Essen. Alfred Gislason ist neuer Handball-Bundestrainer. Christian Prokop hatte bei der EM das Ziel Halbfinale verfehlt und wurde freigestellt.

"Wir als Verbandsführung wollen klarstellen, dass es intern nie eine Diskussion darüber gab, mit welchem Trainer wir künftig die Nationalmannschaft prägen wollen. Wir werden natürlich mit Christian in Richtung Olympia gehen und die Sommerspiele anpeilen.“ Mit diesen deutlichen Worten hatte Axel Kromer, Sportvorstand des Deutschen Handballbundes, noch während der Europameisterschaft die Debatte um Bundestrainer Christian Prokop energisch für beendet erklärt. Das war am 21. Januar. Und es gab tatsächlich eine Debatte, keine besonders würdevolle.

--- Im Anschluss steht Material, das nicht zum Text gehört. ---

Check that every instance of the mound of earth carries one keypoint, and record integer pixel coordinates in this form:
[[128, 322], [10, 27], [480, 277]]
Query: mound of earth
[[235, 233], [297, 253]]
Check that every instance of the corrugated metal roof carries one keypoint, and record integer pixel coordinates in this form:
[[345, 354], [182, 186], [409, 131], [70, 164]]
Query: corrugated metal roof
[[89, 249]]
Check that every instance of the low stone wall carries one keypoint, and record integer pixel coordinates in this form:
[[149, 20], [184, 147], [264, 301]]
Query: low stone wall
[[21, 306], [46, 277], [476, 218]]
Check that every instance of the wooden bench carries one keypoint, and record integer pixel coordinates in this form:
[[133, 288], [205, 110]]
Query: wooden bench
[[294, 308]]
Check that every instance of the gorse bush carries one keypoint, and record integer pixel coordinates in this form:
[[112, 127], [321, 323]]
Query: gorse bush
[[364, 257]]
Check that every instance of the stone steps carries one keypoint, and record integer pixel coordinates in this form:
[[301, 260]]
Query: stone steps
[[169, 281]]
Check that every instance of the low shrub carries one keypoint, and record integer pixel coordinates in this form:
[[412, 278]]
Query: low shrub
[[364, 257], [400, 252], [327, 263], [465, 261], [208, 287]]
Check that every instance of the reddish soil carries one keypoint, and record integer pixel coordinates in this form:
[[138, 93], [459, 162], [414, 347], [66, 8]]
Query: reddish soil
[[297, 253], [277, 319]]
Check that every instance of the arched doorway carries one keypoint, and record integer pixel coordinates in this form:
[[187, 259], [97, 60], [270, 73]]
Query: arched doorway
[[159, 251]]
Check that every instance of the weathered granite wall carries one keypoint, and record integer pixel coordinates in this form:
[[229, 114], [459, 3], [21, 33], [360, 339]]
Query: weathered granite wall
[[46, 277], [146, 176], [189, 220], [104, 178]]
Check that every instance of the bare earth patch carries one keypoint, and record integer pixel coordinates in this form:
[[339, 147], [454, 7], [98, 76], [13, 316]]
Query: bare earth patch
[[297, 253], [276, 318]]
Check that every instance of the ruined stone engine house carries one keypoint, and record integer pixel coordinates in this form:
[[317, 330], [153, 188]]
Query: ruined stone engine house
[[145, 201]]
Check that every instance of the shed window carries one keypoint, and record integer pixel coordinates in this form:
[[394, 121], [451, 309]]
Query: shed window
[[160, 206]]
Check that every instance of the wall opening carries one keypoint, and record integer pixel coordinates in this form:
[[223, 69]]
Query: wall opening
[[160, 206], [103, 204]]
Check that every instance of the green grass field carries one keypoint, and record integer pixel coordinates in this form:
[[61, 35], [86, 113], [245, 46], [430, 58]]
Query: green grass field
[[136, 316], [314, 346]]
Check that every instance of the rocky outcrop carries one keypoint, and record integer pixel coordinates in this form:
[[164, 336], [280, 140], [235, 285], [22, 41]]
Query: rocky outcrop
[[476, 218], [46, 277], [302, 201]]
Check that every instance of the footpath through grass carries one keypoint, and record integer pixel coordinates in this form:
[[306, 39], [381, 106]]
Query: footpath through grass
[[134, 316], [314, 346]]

DHB-Kapitän Gensheimer reagiert mit Unverständnis

Kromers Aussage hatte jedoch keine lange Halbwertzeit. Der DHB hat am Donnerstag Christian Prokop entlassen. Die Begründung kam von höchster Stelle und lautete sportwelttypisch stereotyp: „Wir haben diese schwere Entscheidung nach reichlicher Abwägung und einer ganzheitlichen Analyse aus Verantwortung für den deutschen Handball getroffen“, sagte DHB-Präsident Andreas Michelmann.

Kapitän Uwe Gensheimer reagierte mit Unverständnis. „Ich war geschockt, als ich die Nachricht bekommen habe. Ich hatte überhaupt keine Ahnung davon und war sprachlos im ersten Moment, weil ich niemals damit gerechnet hätte und es aufgrund der Ergebnisse nicht für nötig gehalten habe“, sagte Gensheimer am Donnerstagabend. Er könne die Entscheidung „nicht nachvollziehen“.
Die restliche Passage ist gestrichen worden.